Do not exceed recommended dose. Wormwood is not recommended for internal use for more than three weeks at a time due to the presence of thujone, which can cause convulsions if taken at very high concentrations. Thujone-free wormwood extracts are available and are recommended for long-term therapeutic use of this herb.


Drug Interactions:
None known.


Contraindications:
Should be avoided by people with stomach and intestinal ulcers. People suffering from psychiatric disorders may also want to consult with their physician prior to using wormwood therapeutically.


Side Effects:
None know if used as prescribed. Wormwood is safe when used as prescribed however it is not uncommon for users to experience strange and/or vivid dreams while taking the herb due to the compound, thujone. The toxicity of wormwood is attributed to the herb’s content of thujone, which can cause convulsions if taken at very high concentrations. Overdose of wormwood may cause intoxication, vomiting, stomach and intestinal cramps, urine retention, stupor, and in serious cases renal damage, convulsions, vertigo, and tremors may occur if taken in high doses. Wormwood was formerly the main ingredient of the liqueur called absinth, but due to the toxicity of thujone, which becomes concentrated in the drink, absinth was outlawed in France in 1915. Intoxication from absinthe liqueurs has been likened to that induced by marijuana.

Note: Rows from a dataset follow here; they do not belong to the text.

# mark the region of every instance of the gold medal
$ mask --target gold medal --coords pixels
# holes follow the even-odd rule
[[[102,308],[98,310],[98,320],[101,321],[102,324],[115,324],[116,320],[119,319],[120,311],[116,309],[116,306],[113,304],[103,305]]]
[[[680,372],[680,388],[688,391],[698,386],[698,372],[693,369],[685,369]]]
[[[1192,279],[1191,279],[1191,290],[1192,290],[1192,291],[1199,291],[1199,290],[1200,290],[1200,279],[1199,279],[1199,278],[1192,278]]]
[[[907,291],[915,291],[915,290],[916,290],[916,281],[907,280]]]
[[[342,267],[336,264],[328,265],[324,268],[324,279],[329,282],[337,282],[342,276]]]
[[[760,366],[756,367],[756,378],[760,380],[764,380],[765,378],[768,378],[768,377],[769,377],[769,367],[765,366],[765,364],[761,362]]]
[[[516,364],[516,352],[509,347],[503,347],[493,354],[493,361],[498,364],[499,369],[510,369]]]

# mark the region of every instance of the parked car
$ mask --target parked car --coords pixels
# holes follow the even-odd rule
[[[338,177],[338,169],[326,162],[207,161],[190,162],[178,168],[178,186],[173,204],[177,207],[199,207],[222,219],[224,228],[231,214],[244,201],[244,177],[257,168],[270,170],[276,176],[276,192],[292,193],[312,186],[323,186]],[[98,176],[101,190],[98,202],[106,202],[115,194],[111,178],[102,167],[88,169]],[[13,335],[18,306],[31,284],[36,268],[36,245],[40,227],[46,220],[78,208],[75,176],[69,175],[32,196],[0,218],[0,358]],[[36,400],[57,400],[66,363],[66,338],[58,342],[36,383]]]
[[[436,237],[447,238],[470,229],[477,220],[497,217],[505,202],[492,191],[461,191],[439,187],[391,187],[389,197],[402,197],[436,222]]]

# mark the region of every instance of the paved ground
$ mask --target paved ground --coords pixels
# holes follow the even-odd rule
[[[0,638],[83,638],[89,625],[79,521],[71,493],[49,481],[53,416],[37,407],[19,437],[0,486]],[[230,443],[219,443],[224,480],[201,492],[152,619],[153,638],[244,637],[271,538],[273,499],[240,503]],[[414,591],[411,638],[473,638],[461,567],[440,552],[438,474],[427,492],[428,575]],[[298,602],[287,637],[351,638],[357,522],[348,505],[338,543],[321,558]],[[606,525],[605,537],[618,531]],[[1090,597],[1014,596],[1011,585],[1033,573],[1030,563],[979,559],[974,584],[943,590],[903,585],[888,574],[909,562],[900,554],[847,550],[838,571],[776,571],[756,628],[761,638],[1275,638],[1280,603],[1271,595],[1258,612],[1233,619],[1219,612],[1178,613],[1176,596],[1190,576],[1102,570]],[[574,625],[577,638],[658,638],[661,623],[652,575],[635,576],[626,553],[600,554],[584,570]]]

A syndrome called absinthism, common to drinkers (before it was outlawed), included many serious side effects including derangement of the digestive organs, intense thirst, restlessness, vertigo, tingling in the ears, trembling in the arms, hands and legs, numbness of extremities, loss of muscular power, delirium, loss of intellect, brain damage, general paralysis and death. Duke (1985) sites one reference that recounts a singular event where the daily ingestion of Italian vermouth (containing wormwood leaves, stems and flowering-heads) is suspected as a causative factor in a case of esophageal cancer. [Duke JA. 1985. Wormwood. In Handbook of Medicinal Herbs. CRC Press, Boca Raton, FL, p. 66-67.]